The 2021 Rome Summit stands out as an anomaly, with a record-breaking six leaders skipping the G20 meeting. This occurred even as the world was recovering from the COVID-19 pandemic, a time when leaders faced critical domestic challenges.

In contrast, the 2022 Bali Summit saw three leaders absent, overshadowed by the Ukraine conflict. Notably, this summit marked the first time the traditional “leaders’ family photo” was absent, as Western leaders hesitated to stand alongside Russian Foreign Minister Sergey Lavrov.

Examining individual country data reveals a spectrum of commitment to G20 Summit attendance. Nations such as Canada, Germany, India, Italy, South Korea, Turkey, the UK, the USA, and the European Union have consistently upheld leadership-level attendance, underscoring their dedication to the global stage.
In contrast, some nations have experienced sporadic attendance. Mexico, for instance, has been represented by a minister since 2018 instead of its president.

Argentina, Australia, Brazil, and Russia each have had two instances of lower-level representation, while China, France, Indonesia, Japan, and South Africa have experienced a single such occurrence. A notable exception is Saudi Arabia, which attended G20 summits below the leadership level on nine occasions, including one instance featuring a Minister of State without portfolio in 2017.

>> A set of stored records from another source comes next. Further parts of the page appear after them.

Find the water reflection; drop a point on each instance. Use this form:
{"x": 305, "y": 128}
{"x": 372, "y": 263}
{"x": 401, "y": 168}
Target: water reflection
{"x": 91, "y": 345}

Russian President Vladimir Putin hasn’t attended a G20 summit in person since the 2019 Osaka summit. He was notably absent from the Italy (2021) and Indonesia (2022) summits and is set to skip the upcoming India (2023) summit. Just like last year, Russia will be represented by Foreign Minister Lavrov this year.
The G20 Summit, elevated to the leaders’ level in 2008, has continued to evolve as a pivotal diplomatic forum. With two summits held in 2009 and 2010, the rotation, after India extends to Brazil in 2024, South Africa in 2025, and the United States in 2026.